Novel it was not, but this time the idea clicked, because this time the name was Martha Stewart. After a few further preliminaries, a Karatz get-together with the Martha herself in New York quelled any hesitation that may have been left over from the earlier consideration of tying in with Polo's creator, as Martha waxed on about designs and floor plans, and about the four properties she owns in Maine, New York, and Connecticut.

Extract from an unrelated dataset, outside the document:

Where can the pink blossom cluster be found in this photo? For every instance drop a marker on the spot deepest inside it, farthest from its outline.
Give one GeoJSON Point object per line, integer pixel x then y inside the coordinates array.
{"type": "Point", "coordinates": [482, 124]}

“You could not come up with a better name in the business if you tried,” says Karatz, during a conversation in his office in early February, trying to contain his excitement. He shares bits and pieces of a then-imminent announcement that KB's deal with Martha and her company, Martha Stewart Living Omnimedia (MSLO), would extend beyond the initial pilot neighborhood near Raleigh, N.C., to a second community in the Atlanta area in the coming months, and follow with Martha-KB neighborhoods in Houston, Charlotte, Las Vegas, Orlando, Daytona Beach, Fla., and Southern California, encompassing as many as 1,800 lots in the next two years, for starters.
Bingo. Yes, KB Home's Martha deal brings home building branding to a new level. But KB is not paying a lot of money merely to leverage or license Martha's equity among women, the most important decision-makers in America's $8 trillion consumer economy. KB is paying Martha handsomely, but it's on a per-unit and performance basis, as opposed to an up-front, unencumbered licensing fee. What's more, as anyone who knows Martha Stewart might expect, she and her hand-picked creative and management team at MSLO in New York are involved in the KB project from the ground up. This is a strategic co-venture.